EBBA ID: 30304 British Library - Roxburghe 1.452-453

EBBA ID: 30304
British Library – Roxburghe 1.452-453

In the usual folk music process it has spread, in simpler forms, into Scots, Irish, and thus American folksong tradition, appearing under such titles as “Sister Susan”, “Old Maid’s Complaint”, “The Old Maid’s Lament”, “The Spinster’s Lament”, and “The Old Maid’s Petition”.  Under this last title I have found it printed in American newspapers dating to about 1800 – one of these I have in hand from The Herald of Liberty, Washington, PA, of 14 April 1800.

Home Boys Home

              G
Now I’ve often heard it said from my father and my mother,
         D                                           G
That going to a wedding is the making of another;
        G              C                  G
Well if this be so, then I’ll go without a bidding,
       G      C        G
Oh, kind providence, won’t you send me to a wedding?
               G    C       G                       C          G                  D              D7   G
And it’s oh, dear me, how will it be, if I die an old maid in a gar-ret?

Well now there’s my sister Jean, she’s not handsome or good looking,
Scarcely sixteen and a fellow she was courting;
Now, she’s twenty-four, with a son and a daughter,
Here am I at forty-five and I’ve never had an offer.
And it’s oh, dear me, how will it be, if I die an old maid in a garret?

I can cook and I can sew; I can keep a house right tidy,
And rise up in the morning to get the breakfast ready;
There’s nothing in this wide world would make my heart so cheery,
As a wee fat man who would call me his own dearie.
And it’s oh, dear me, how will it be, if I die an old maid in a garret?
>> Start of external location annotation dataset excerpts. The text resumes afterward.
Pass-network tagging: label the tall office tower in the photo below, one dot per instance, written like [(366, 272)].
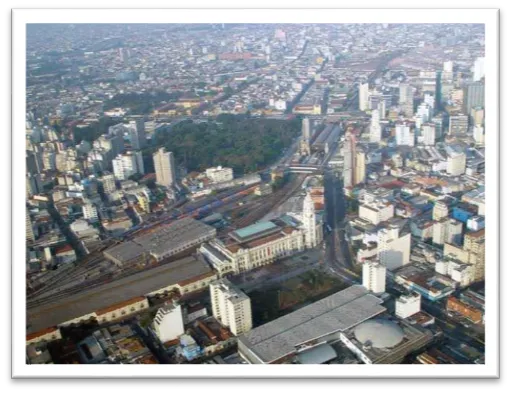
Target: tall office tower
[(137, 134), (382, 108), (309, 222), (406, 99), (440, 210), (374, 276), (458, 124), (473, 96), (456, 163), (30, 229), (49, 160), (474, 243), (164, 167), (404, 136), (34, 184), (439, 126), (478, 134), (478, 69), (375, 127), (408, 305), (393, 248), (231, 307), (108, 183), (349, 159), (306, 134), (477, 116), (363, 96), (360, 168), (429, 133), (168, 322), (430, 100), (128, 164)]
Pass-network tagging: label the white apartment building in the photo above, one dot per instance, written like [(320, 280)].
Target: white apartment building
[(456, 164), (440, 210), (363, 96), (168, 322), (408, 305), (231, 307), (404, 135), (478, 69), (108, 182), (128, 164), (376, 211), (165, 167), (393, 249), (90, 212), (478, 134), (219, 174), (375, 128), (374, 276), (429, 133)]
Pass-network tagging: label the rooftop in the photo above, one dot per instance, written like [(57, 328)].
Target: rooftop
[(126, 288), (337, 312), (254, 229)]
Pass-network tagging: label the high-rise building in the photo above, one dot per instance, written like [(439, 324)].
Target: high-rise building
[(108, 183), (90, 211), (375, 127), (363, 96), (137, 134), (474, 243), (360, 168), (478, 69), (440, 210), (30, 229), (473, 96), (374, 276), (404, 136), (128, 164), (393, 247), (168, 322), (456, 163), (458, 124), (349, 159), (408, 305), (406, 99), (34, 184), (231, 307), (478, 134), (476, 116), (164, 167), (309, 222), (429, 133), (306, 135)]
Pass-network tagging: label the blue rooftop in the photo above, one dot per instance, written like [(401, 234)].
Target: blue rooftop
[(253, 229)]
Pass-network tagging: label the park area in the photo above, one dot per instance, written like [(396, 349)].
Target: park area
[(290, 295)]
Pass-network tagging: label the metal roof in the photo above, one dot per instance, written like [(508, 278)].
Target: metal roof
[(335, 313), (253, 229), (317, 355)]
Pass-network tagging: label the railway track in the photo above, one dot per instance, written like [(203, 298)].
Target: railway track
[(273, 201)]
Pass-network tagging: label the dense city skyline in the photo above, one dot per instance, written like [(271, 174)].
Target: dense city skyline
[(256, 194)]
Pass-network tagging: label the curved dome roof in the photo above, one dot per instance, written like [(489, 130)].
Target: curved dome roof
[(379, 333)]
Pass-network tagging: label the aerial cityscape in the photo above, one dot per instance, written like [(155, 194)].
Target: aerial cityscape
[(224, 194)]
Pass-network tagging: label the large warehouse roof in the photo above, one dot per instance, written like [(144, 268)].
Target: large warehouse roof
[(171, 236), (138, 284), (337, 312)]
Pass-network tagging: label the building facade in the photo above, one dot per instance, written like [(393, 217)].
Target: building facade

So, come landsman, or come townsman, come tinker or come tailor,
Come fiddler, or come dancer, come ploughman or come sailor;
Come rich man, come poor man, come fool or come witty,
Come any man at all that will marry me for pity.
And it’s oh, dear me, how will it be, if I die an old maid in a garret?

– instrumental –

Well now I’m away home for there’s nobody heedin’,
Oh nobody’s heedin’ to poor Annie’s pleadin’;
And I’m away home to me own biddy garret,
If I can’t get a man then I’ll have to get a carrot.*
And it’s oh, dear me, how will it be, if I die an old maid in a garret?

 

*our adaptation in classic bawdy fashion – the word before us was “parrot”.